Just like in these two questions: 1, 2, I was also struggling to understand bases in $\ell^\infty$ in a constructive way, which I understood was not possible. However, in order to get a better understanding of infinite dimensional vector spaces and Hamel bases in general, I have a couple of perhaps simple questions:
Q1: Since any vector space has a Hamel basis, we still have a basis $B$ for $\ell^\infty$, even if we cannot write it down explicitly. This however means that for any vector $v\in\ell^\infty$, $v$ can be written uniquely as a linear combination of (finitely) many vectors $B \supset B_0=\{b_1,\dots,b_n\}$, which we would thus be able to construct given a specific $v_0\in \ell^\infty$ (right?) (EDIT:) not be able to construct, since we do not know $B$. So, knowing such a finite linear combination exist, regardless whether $B_0\subset B$ or not, are we at all able to construct a finite linear combination in general when not all but finitely many terms are $0$, and all of them are distinct, e.g. could we construct a finite $B_0$ be for say $\ell^\infty\ni v_0=(1/n)_{n=1}^\infty$?
Basically, what felt weird was:
Q1.2: Could we have a sequence in $\ell^\infty$ that thus can be written as a (finite) linear combination, but we may never be able to construct even one?
EDIT: But technically just the vector $v$ itself is a finite linear combination of vectors in $\ell^\infty$, so this question became rather trivial.

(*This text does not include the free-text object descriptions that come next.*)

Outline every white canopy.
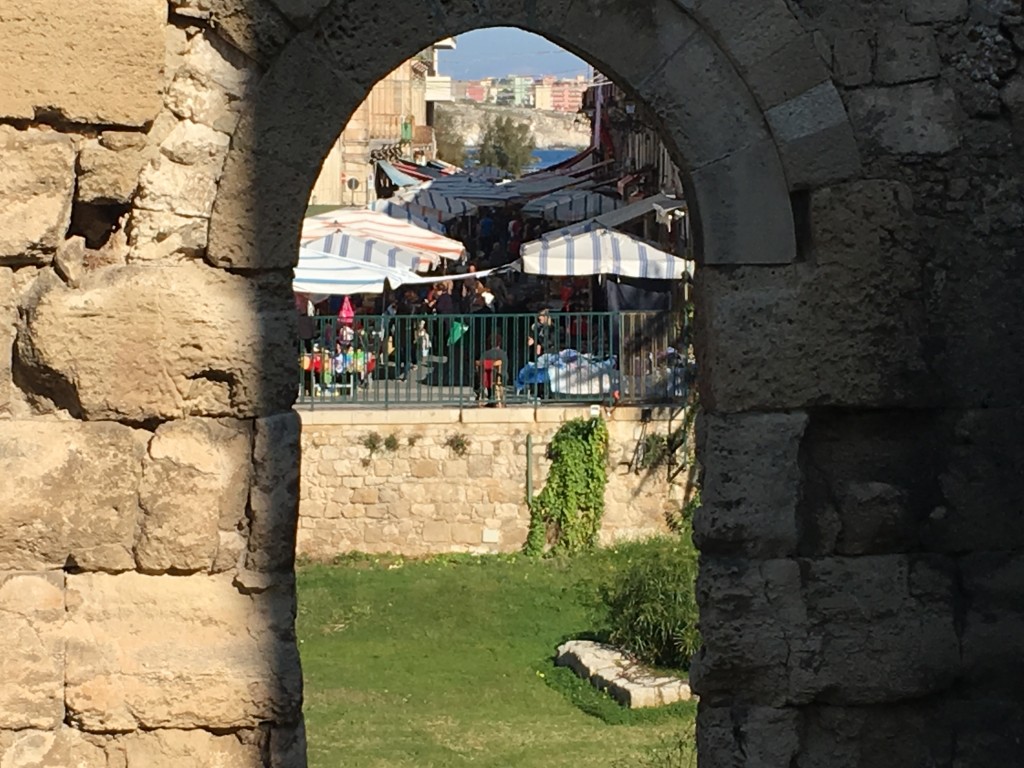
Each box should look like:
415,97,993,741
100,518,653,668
302,208,465,261
520,228,689,280
522,189,623,224
304,232,438,273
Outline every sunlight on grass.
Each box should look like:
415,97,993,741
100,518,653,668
297,552,697,768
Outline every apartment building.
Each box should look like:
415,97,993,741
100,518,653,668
309,39,456,206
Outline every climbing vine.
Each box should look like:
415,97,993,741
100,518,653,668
525,417,610,556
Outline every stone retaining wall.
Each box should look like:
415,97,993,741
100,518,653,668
297,406,692,558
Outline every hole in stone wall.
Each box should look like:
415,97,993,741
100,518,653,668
790,189,812,263
67,201,131,250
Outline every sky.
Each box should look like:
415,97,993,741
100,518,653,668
436,28,589,81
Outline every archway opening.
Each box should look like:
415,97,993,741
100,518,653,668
204,1,862,764
291,25,702,767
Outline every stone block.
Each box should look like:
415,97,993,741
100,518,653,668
0,728,108,767
270,0,333,26
960,553,1024,696
0,421,144,571
906,0,968,23
766,82,862,188
127,207,211,262
65,572,302,730
422,522,451,543
832,29,873,86
635,23,772,168
848,83,961,154
693,555,959,705
176,0,296,64
0,127,75,266
17,263,297,420
697,705,801,767
482,528,501,544
686,0,827,109
792,555,959,704
834,481,914,555
926,409,1024,552
950,700,1024,768
136,153,225,220
691,558,804,705
0,572,65,729
0,0,165,125
165,32,256,134
120,729,263,766
799,703,955,767
695,412,807,558
76,140,150,205
412,460,439,478
137,419,252,573
451,524,482,545
351,487,379,505
875,26,941,84
207,34,366,270
689,140,796,265
247,412,300,572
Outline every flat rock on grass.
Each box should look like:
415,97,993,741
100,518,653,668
555,640,693,709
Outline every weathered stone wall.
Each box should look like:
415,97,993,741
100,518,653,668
0,0,1022,766
297,407,688,558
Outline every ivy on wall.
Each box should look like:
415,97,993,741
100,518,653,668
525,417,610,556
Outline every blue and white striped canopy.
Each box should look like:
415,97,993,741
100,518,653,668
305,232,437,273
294,250,419,296
294,250,508,297
520,228,688,280
395,189,478,217
521,190,623,224
415,177,520,202
368,200,448,233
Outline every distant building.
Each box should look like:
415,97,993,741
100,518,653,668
550,75,587,113
533,82,553,111
456,80,488,103
495,75,534,107
309,38,456,206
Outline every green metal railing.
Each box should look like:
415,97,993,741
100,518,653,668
296,311,692,408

I guess I was somehow confused by the counter intuitive notion of not being able to construct the basis. I think the answer given (together with this edit) suffice.
Q2: Is (more generally) a reason that $\{e_i\}$ does not form a (Hamel) basis for $\ell^\infty$, as mentioned in 1, essentially (but rather informally) that any assumed countable basis $\{b_j\}$ for any Banach space $X$ would have the property that any $B_n:=\text{span}\{b_1,\dots,b_n\}$ would of course be a proper subspace and thus a closed nowhere dense subset of $X$, and thus $X=\cup_n B_n$ would contradict Baire's (since $\ell^\infty$ is Banach)?
Best Answer
Q1: Of course we can't say what $B_0$ is without knowing what $B$ is! Given just that $B$ is some basis, $B_0$ could be any independent set that has $v_0$ in its span.
Q2: It's simply obvious that $(e_j)$ is not a Hamel basis for $\ell_\infty$; for example if $x=(1,1,1,\dots)$ then it's clear that $x$ is not a finite linear combination of the $(e_j)$.
In fact it's trivial to show directly that $(e_j)$ is not even a Schauder basis. Say $x = (1,1,1,\dots)$. For any $n$ and scalars $a_1,\dots,a_n$ we have $$||x-\sum_{j=1}^n a_je_j||\ge1.$$So $x\ne\sum_{j=1}^\infty a_j e_j$.